Human interaction is a crucial need when it comes to a healthy functioning society. People need people. It has been proven that isolation can lead to issues such as anxiety and depression. It is simply not natural for human beings to shut themselves off from everyone.
Friendship is one of the most important things a person can have. However, it seems that in this day and age, friendship amounts to nothing more than your number of followers. Texting your friend without getting a response has become the norm. If human interaction is such a valuable function, why has the value of friendship gone out the window?
I never thought of myself as someone who had many friends. When I was growing up, I often felt different from the majority of kids my age. Many LGBTQ kids feel this way, but my sexuality wasn't the only reason. I got bullied a lot in school. It seemed as though I was the kid everyone loved to hate. It was cool to pick on me. The reasons for doing so ranged from a shirt I wore to the music I listened to to the obvious remarks about being gay.
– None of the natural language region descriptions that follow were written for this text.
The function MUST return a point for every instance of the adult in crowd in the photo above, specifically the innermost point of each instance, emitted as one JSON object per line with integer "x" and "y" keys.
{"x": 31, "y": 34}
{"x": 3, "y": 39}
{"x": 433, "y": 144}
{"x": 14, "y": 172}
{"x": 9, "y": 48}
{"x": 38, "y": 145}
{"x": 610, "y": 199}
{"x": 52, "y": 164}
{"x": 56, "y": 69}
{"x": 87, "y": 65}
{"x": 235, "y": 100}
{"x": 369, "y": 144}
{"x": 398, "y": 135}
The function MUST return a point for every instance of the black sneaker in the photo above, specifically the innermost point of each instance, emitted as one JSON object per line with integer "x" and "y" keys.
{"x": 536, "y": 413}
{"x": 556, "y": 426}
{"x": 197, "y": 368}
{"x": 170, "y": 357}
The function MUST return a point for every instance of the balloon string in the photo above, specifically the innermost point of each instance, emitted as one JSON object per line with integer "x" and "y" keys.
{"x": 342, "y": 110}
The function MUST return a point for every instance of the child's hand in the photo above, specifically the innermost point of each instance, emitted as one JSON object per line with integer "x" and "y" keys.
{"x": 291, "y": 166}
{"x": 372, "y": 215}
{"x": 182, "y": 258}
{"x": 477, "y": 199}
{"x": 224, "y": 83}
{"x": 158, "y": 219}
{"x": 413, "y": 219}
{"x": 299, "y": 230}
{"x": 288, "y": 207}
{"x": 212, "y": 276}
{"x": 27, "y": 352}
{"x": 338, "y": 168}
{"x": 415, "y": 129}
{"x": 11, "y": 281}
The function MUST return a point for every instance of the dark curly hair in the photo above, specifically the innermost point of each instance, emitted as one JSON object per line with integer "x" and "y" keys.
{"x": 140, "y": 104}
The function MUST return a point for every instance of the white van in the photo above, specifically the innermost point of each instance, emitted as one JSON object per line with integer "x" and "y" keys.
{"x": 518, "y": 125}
A lot of kids will try to fit in so they can make friends. I was not that kid. I was always the type who would rather be by myself than conform in order to hang out with others. I knew I would have much more fun watching music videos in my living room than playing a sport that bored me. At a very young age, I was aware of the fact that the only way to true happiness is to be one's self. I wasn't about to force myself to be something I wasn't.
I had one friend when I was eight years old. He was a boy in my class who lived on the same block. It felt more like a forced friendship because our mothers were friends. Whenever we got together, we could never agree on what to do. He would want to play board games and I would want to listen to music. It became quite clear to me that not every boy my age liked Mariah Carey and Janet Jackson as much as I did.
When I got to sixth grade, I made a friend who sat next to me in class. We were assigned the only two desks left in the back of the class. We got to talking quite a bit. The main reason we hit it off was because she never picked on me. She was the only person who didn't judge me. She was someone I could talk to and seek advice from. In seventh grade, we had lunch together almost every day.
The bullying combined with other mistreatment I faced caused me to develop social anxiety. When my parents moved me to a different state, I felt like I could start all over again. I took comfort in the fact that nobody knew who I was. I thought if I could stay quiet and keep to myself, I wouldn't have to deal with anymore bullying. At the time, I thought I was protecting myself. However, I would later realize that I was depriving myself of friendship.
I still felt different, so that didn't help my case either. I didn't feel like I had anything in common with the people around me. I missed my hometown in Queens and the excitement of Manhattan. Going from one provincial town in Long Island to another in Pennsylvania didn't suit me at all. I was beginning to feel the negative effects of being so isolated. I yearned to be surrounded by people I could relate to in an environment that was compatible with my personality.
However, as I sit here today, true friendship still doesn't seem to be within reach. I will develop what I think are friendships and it won't take long before we drift apart. I always get into a space where any sort of interaction we have is initiated by me. It feels as though waiting for them to reach out to me will result in nothing. I always end up asking myself if I have more self-respect than this. The answer is always yes, so I make no more efforts and that is that.
This seems to be a socially accepted behavior now. Ignoring people is a practice that doesn't seem to shock anyone but me at this moment. I think it has a lot to do with the fact that it's become so much easier to connect with people. There are countless apps, social media networks, and technological devices available. My guess is that people take these options for granted. Since getting in touch no longer requires a lot of effort, they don't see the value in doing so.
I also think it has to do with the fact that we're living in an age of instant gratification. Keeping a friendship going takes work on both ends. It requires both parties involved to reach out and make things happen. A lot of people don't want to work for things to happen. On a subconscious level, that sense of entitlement may have also crept its way into friendship.
In the end, people are always going to need people. I'm hopeful that one day we'll discover the error of our ways. Someday people will learn that developing a relationship is better done over dinner, not swiping right and sending a witty message. Someday people will learn that anything worth having is going to require work. Someday people will learn the value of friendship. I just hope that day comes sooner rather than later.